L
ancée en 2009 par les éditions Delcourt, la collection Erotix a pour vocation de présenter de la bande dessinée érotique de grande qualité. Les Infortunes de Madame de Beaufleur en possèdent tous les atours. En commençant par le cadre historique : une affaire de poisons qui excite l'imaginaire dès la première page : noblesse débauchée où l'adultère est roi, beaux mousquetaires, complots, duels, peut-être même messes noires et orgies. Le scénario est simple, à l'instar des intrigues théâtrales du Grand Siècle : une belle veuve est accusée d'avoir empoisonné son père et ses deux époux. Or, malheureusement pour elle, l'acharnement de la justice est à la hauteur des convoitises que suscite son immense héritage. En effet, son unique légataire en cas de condamnation n'est autre que le magistrat de la Cour suprême qui doit la juger, ce qui laisse peu de doute sur sa présomption de culpabilité. Sublimé par un noir et blanc dans un style réaliste, le graphisme peut sans peine se mesurer aux références que sont Mitton, Manara ou encore Gotlib. Certaines cases ont la délicatesse des miniatures à l'eau forte avec leurs détails exquis : richesse des demeures et des vêtements, jeux de miroirs, forêts profuses à la Gustave Doré.

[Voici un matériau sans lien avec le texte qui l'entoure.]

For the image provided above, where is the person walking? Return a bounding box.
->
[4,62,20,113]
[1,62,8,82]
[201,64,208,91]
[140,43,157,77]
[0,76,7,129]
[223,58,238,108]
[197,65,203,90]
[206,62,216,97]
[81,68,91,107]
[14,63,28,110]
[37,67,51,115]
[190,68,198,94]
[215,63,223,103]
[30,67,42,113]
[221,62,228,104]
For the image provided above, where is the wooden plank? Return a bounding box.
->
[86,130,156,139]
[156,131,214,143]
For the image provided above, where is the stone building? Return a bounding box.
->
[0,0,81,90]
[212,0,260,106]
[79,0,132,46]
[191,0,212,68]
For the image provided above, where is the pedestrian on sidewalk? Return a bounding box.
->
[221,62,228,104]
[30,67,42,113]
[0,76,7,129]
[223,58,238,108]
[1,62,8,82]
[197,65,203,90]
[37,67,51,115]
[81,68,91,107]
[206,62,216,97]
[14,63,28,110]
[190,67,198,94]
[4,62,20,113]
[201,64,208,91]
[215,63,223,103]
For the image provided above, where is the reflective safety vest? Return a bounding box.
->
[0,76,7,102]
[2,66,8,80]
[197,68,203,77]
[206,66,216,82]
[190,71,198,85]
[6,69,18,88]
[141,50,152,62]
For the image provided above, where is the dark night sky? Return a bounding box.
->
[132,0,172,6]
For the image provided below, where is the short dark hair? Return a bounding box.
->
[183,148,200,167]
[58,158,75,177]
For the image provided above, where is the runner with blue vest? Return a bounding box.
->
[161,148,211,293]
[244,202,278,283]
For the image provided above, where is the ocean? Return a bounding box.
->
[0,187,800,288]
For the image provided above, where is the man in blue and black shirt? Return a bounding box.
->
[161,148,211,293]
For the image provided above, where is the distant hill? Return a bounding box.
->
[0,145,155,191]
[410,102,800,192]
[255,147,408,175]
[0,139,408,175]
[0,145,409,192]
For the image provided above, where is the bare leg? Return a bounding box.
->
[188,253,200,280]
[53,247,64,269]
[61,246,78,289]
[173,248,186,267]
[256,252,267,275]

Hélas, le livre pèche au niveau des scènes de sexe qui s'imposent de façon télescopée. Mme de Beaufleur est une femme ravissante qui baise comme on regarde sa montre, un peu trop rapidement et mécaniquement : sodomie dès la troisième planche, double pénétration six pages plus loin alors que la trame n'a pas évolué. Puis ce sera un alignement de poncifs du X : éjaculations faciales, l'inévitable scène lesbienne et le viol collectif. Le tout sans réelle émotion, la dame est une boulimique: elle se gave de façon compulsive, sans vraiment apprécier ce qu'elle déguste. Il manque à cette histoire une tension érotique, le contexte qui amène et enveloppe la copulation, ce qui fait que les couples ou les groupes basculent de la verticale à l'horizontale et suscite l'émoi. C'est le défaut de la bande-dessinée dite "de sexe" de se révéler au final moins excitante que certaines œuvres mainstream comme Murena ou les opus du sieur Marini.
Quand la fin survient, elle ramène aux réalités sordides. C'est dans le drame de sa condition que l'héroïne redevient humaine et attachante, une femme de chair et non plus une automate du coït. Un peu tard, mais juste à temps pour donner au récit une autre dimension et inviter à une relecture.